Graph types supported:
- Bar Graphs
- Color charts
- Multi-variable
- Stacked charts
- Histograms
- Horizontal or Vertical
- Calendar heatmaps
- Emoji!
$ termgraph data/ex1.dat
# Reading data from data/ex1.dat
2007: ▇▇▇▇▇▇▇▇▇▇▇▇▇▇▇▇▇ 183.32
2008: ▇▇▇▇▇▇▇▇▇▇▇▇▇▇▇▇▇▇▇▇▇▇ 231.23
2009: ▇ 16.43
2010: ▇▇▇▇ 50.21
2011: ▇▇▇▇▇▇▇▇▇▇▇▇▇▇▇▇▇▇▇▇▇▇▇▇▇▇▇▇▇▇▇▇▇▇▇▇▇▇▇▇▇▇▇▇▇▇▇▇▇▇ 508.97
2012: ▇▇▇▇▇▇▇▇▇▇▇▇▇▇▇▇▇▇▇▇ 212.05
2014: ▏ 1.00
from termgraph import Data, Args, BarChart
# Create data
data = Data([[10], [25], [50], [40]], ["Q1", "Q2", "Q3", "Q4"])
# Configure chart options
args = Args(
title="Quarterly Sales",
width=50,
format="{:.0f}",
suffix="K"
)
# Create and display chart
chart = BarChart(data, args)
chart.draw()
Output:
# Quarterly Sales
Q1: ▇▇▇▇▇▇▇▇▇▇ 10K
Q2: ▇▇▇▇▇▇▇▇▇▇▇▇▇▇▇▇▇▇▇▇▇▇▇▇▇ 25K
Q3: ▇▇▇▇▇▇▇▇▇▇▇▇▇▇▇▇▇▇▇▇▇▇▇▇▇▇▇▇▇▇▇▇▇▇▇▇▇▇▇▇▇▇▇▇▇▇▇▇▇▇ 50K
Q4: ▇▇▇▇▇▇▇▇▇▇▇▇▇▇▇▇▇▇▇▇▇▇▇▇▇▇▇▇▇▇▇▇▇▇▇▇▇▇▇▇ 40K
An example using emoji as custom tick:
termgraph data/ex1.dat --custom-tick "🏃" --width 20 --title "Running Data"
# Running Data
2007: 🏃🏃🏃🏃🏃🏃🏃 183.32
2008: 🏃🏃🏃🏃🏃🏃🏃🏃🏃 231.23
2009: 16.43
2010: 🏃 50.21
2011: 🏃🏃🏃🏃🏃🏃🏃🏃🏃🏃🏃🏃🏃🏃🏃🏃🏃🏃🏃🏃 508.97
2012: 🏃🏃🏃🏃🏃🏃🏃🏃 212.05
2014: 1.00
Note: Color charts use ANSI escape codes, so may not be able to copy/paste from terminal into other uses.
$ termgraph data/ex4.dat --color {cyan/yellow} --space-between
termgraph data/ex7.dat --color {green,magenta} --stacked
Calendar Heatmap, expects first column to be date in yyyy-mm-dd
$ termgraph --calendar --start-dt 2017-07-01 data/cal.dat
-
Create data file with two columns either comma or space separated. The first column is your labels, the second column is a numeric data
-
termgraph [datafile]
-
Help: termgraph -h
usage: termgraph [-h] [options] [filename]
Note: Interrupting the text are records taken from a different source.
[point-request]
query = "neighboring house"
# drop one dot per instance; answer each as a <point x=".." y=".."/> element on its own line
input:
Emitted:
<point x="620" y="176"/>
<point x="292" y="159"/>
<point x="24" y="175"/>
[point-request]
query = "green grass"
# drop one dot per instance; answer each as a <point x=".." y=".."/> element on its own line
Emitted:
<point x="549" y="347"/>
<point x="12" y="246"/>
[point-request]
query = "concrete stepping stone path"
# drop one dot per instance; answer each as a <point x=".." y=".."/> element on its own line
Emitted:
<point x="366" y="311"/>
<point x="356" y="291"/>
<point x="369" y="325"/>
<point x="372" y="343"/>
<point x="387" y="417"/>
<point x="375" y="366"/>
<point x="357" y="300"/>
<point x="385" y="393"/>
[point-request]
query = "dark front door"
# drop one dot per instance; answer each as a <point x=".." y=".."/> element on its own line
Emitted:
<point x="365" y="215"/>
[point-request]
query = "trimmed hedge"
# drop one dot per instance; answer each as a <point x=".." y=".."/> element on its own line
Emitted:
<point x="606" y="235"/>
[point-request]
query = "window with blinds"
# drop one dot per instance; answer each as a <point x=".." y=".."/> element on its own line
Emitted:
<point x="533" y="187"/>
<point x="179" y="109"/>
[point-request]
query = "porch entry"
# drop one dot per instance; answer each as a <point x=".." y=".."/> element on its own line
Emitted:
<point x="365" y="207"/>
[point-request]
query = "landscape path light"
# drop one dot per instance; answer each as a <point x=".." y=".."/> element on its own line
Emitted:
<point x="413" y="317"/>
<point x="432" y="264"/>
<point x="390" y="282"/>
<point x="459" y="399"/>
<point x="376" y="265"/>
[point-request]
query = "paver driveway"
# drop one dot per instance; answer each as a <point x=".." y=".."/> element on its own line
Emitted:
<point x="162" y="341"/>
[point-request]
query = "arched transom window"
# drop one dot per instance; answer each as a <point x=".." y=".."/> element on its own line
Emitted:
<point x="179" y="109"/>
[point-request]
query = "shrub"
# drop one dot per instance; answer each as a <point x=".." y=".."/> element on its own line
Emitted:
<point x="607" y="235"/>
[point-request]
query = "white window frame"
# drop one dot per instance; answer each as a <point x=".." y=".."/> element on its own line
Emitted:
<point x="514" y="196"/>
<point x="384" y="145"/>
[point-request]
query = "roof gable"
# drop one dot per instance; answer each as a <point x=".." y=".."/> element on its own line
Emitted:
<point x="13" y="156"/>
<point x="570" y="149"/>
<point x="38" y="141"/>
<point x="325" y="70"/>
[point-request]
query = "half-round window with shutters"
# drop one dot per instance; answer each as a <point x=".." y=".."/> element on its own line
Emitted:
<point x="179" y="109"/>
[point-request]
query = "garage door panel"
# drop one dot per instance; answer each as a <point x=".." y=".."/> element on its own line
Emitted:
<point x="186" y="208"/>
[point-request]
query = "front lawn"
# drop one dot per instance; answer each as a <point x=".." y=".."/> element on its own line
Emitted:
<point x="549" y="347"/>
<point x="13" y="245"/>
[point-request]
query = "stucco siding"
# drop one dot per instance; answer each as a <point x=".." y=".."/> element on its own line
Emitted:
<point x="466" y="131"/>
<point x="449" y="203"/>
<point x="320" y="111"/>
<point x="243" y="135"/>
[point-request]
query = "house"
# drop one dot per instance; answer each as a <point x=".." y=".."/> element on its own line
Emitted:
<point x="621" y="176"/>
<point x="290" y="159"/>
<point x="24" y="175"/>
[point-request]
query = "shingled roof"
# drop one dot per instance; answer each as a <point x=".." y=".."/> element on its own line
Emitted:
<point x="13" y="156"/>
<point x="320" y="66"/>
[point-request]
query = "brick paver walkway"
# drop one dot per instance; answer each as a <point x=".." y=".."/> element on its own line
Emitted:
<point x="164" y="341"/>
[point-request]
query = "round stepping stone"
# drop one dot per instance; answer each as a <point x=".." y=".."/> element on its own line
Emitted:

draw basic graphs on terminal
positional arguments:
filename data file name (comma or space separated). Defaults to stdin.
options:
-h, --help show this help message and exit
--title TITLE Title of graph
--width WIDTH width of graph in characters default:50
--format FORMAT format specifier to use.
--suffix SUFFIX string to add as a suffix to all data points.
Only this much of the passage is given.